Packing your luggage: bring the essentials, but not everything
Packing luggage is one of the most unavoidable, yet necessary, and often painful things to do before traveling. Here I divide “luggage” into two types, the first is the traditional sense of items that need to be carried along when traveling, and the other is the “electronic property” that may be used when traveling.
In the process of preparing for your trip, you can slowly build a ‘packing list’. Some things are not the kind that you can immediately think of, so leave enough time for preparation so that you are less likely to forget them. This list can be used not only to check if you missed anything when you check out of your room, but also to make minor changes for your next trip.
Different destinations may require different types and amounts of items, but I believe the goal of all should be to “minimize the burden of luggage”. To this end, there are a few rules to follow.
Do not bring items that can be easily purchased locally.
Do not bring items that “might come in handy”, such as anything that is associated with “might”, “what if”, “maybe” when packing.
try to take items that can be used for more than one purpose (one garment, multi-purpose cleaner, etc.).
that light is better than heavy, soft is better than hard, and small is better than large.
and when packing try to “halve the clothes and double the money”.
It is necessary to bring enough money for the trip, as the so-called “poor and rich”, some of the money should be spent or spent.
Electronic property” that you need to carry when you travel does not refer to all kinds of electronic products, but rather to the backup of various documents and “electronic mental food” to spend time during the trip.
Let’s start with the backup of various documents. If an accident occurs, the local may not be able to update the lost documents in time, so in this case, there is a document that can temporarily prove their identity to do the transition is still very necessary. For travelers, these documents will probably be used.
Passport and visa information, other identification (such as a driver’s license), photographs.
Orders for airline tickets, bus tickets, accommodation.
Travel insurance policy.
Confirmation letters for reservations for other trips.
For important documents, such as passports and IDs, it is recommended to use the “321 principle”, i.e. for each document, 3 copies are prepared, in 2 different media, and 1 of them is stored off-site. For example, if you prepare the original physical copy of the document, an electronic copy, and a paper copy; the paper copy and the original are stored in different locations, and the electronic copy is placed on a web drive and email address, and cached locally, you have achieved the basic “321”.
All kinds of booking information is relatively less important, one copy each in the mailbox and local storage is sufficient.

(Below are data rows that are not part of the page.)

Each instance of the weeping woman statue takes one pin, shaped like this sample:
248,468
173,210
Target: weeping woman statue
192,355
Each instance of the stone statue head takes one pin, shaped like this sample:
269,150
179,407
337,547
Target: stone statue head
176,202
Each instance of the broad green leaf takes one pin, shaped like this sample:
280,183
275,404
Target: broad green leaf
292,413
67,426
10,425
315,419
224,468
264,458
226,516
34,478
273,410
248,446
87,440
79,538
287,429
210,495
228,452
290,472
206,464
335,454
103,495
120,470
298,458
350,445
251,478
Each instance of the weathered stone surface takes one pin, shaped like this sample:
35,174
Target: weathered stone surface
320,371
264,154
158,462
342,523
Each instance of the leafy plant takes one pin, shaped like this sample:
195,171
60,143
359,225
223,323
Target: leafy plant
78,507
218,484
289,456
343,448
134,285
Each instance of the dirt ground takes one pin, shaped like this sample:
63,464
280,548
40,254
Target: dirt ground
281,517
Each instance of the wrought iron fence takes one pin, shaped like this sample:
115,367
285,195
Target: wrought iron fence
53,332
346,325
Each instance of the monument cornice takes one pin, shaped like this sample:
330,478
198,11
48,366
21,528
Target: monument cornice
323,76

Travel insurance policies and specific itinerary plans are recommended to be shared with fellow travelers and family members to give them peace of mind and to protect themselves at the same time.

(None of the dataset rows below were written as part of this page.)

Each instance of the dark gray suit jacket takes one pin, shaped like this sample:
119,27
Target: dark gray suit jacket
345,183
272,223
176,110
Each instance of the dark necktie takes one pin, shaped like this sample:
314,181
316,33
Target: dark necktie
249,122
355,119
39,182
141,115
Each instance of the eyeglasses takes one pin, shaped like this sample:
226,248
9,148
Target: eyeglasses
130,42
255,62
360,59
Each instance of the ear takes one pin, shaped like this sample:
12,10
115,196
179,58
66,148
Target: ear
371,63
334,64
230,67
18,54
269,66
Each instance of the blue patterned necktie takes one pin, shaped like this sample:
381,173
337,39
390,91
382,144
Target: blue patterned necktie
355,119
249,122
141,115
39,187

As I write this, I can’t help but let out a long breath. When planning a trip, there is always an endless expectation in my heart; however, when I actually implement it, I find that there are so many things to prepare, plan and coordinate by myself, which is not an easy task at all. However, when I think of all the new and unknown things I might encounter during the trip, all this pain seems to be of no importance.
I was preparing for a trip that would last more than a month and span several countries and time zones, so there was a lot to prepare for. If you are only traveling a short distance within the country, there are not so many things to prepare, so please make the appropriate trade-offs according to your actual needs.